PVX-410

PVX-410, OncoPep’s lead program, is a novel therapeutic cancer vaccine that contains four proprietary peptides designed to specifically target antigens found on the surface of multiple myeloma (MM) cells and was granted orphan drug designation from the U.S. Food and Drug Administration in 2013. OncoPep is initially developing PVX-410 to target a precursor disease, called smoldering multiple myeloma (SMM). Pre-clinical research, conducted by Dana Farber Cancer Institute on MM cells in vitro, indicates that this unique combination of peptides may elicit an immune response to targeted antigens on MM cells.
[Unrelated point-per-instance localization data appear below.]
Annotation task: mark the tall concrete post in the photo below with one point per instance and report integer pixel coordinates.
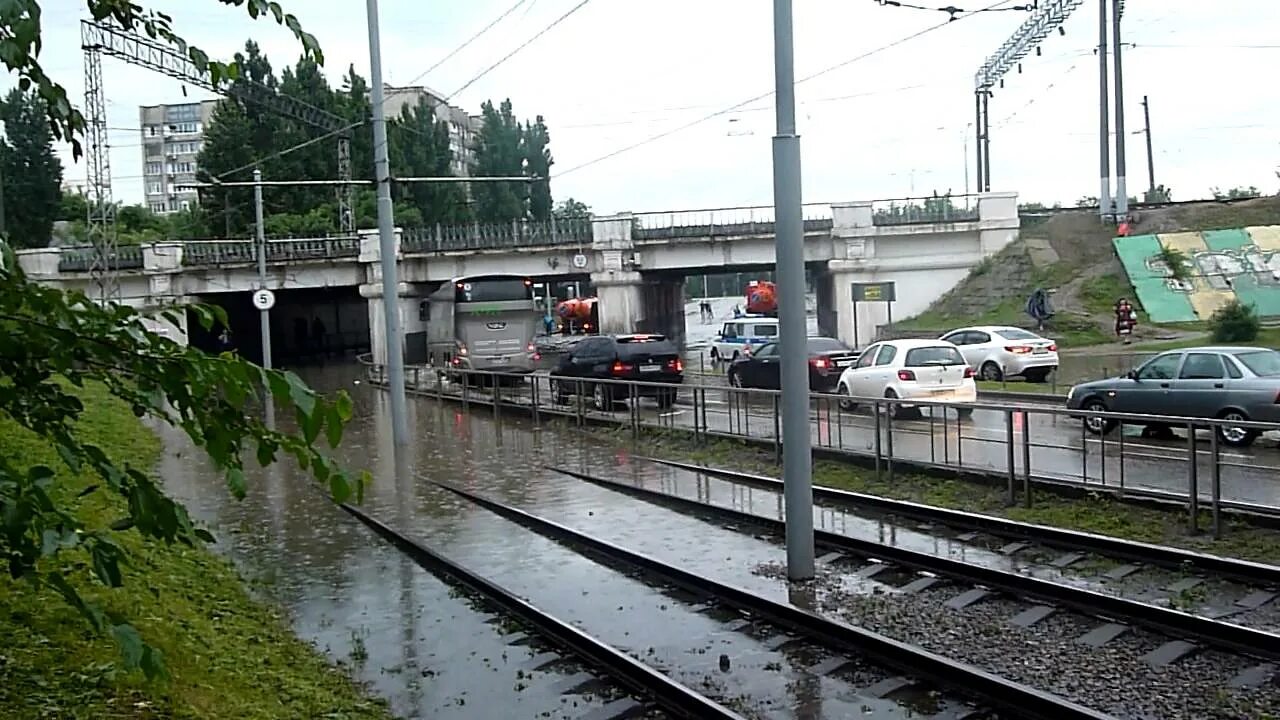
(1104, 118)
(394, 359)
(789, 215)
(265, 315)
(1121, 190)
Importantly, SMM has the potential to progress to full-blown MM. OncoPep believes that PVX-410 may potentially represent a future therapeutic option for patients with SMM. The safety and tolerability of PVX-410, alone and in combination with lenalidomide, are currently being evaluated for the treatment of patient with SMM in an open label, dose escalation, Phase 1/2a clinical trial. Lenalidomide, which is commercially available for the treatment of MM, is an immunomodulatory agent that may complement the mechanism of action of PVX-410. It has demonstrated clinical benefit when combined with dexamethasone in a Phase 3 clinical study treating patients with SMM.
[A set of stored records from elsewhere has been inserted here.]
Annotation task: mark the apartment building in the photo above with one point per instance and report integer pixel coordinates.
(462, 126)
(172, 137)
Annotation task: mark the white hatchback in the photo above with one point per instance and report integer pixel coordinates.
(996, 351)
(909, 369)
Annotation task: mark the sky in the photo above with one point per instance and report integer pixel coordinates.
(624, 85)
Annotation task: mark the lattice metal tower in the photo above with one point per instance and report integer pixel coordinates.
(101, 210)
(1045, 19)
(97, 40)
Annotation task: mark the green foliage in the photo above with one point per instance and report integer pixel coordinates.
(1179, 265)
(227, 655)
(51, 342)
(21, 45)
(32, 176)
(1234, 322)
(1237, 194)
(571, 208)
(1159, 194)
While the primary endpoint of OncoPep’s clinical trial is evaluating safety, secondary endpoints are measuring immune and clinical response to the vaccine.

In a dose escalation arm of the study, patients received either a 0.4 mg or 0.8 mg dose of PVX-410 over 10 weeks in six bi-weekly subcutaneous injections along with the adjuvant poly ICLC. Patients receiving only PVX-410 completed active treatment and are currently in follow up.
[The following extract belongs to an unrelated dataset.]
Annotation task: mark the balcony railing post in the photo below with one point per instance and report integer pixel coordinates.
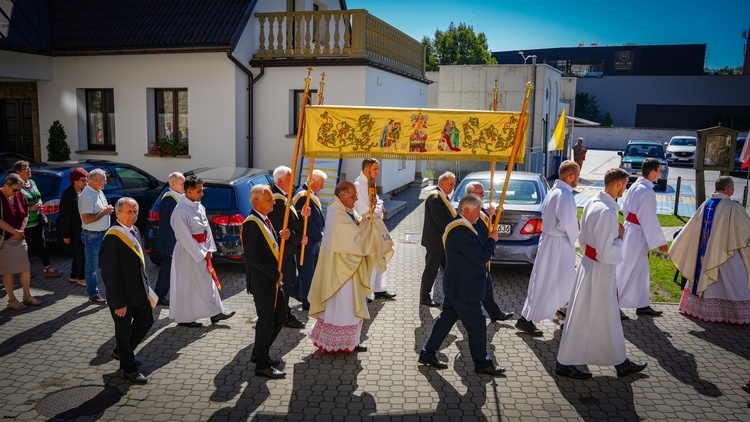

Patients who currently enroll in the trial are assigned to a second arm, in which patients receive PVX-410, adjuvant and lenalidomide. These patients concurrently receive the 0.8 mg dose of PVX-410 over 10 weeks and three, 21-day courses of orally administered lenalidomide.

The treatment centers include the cancer centers at Massachusetts General Hospital (Boston), Dana Farber Cancer Institute (Boston), Beth Israel Deaconess Hospital (Boston), MD Anderson Cancer Center (Houston) and Winship Cancer Institute of Emory University (Atlanta). More information on this study can be found at www.clinicaltrials.gov (Identifier: NCT01718899).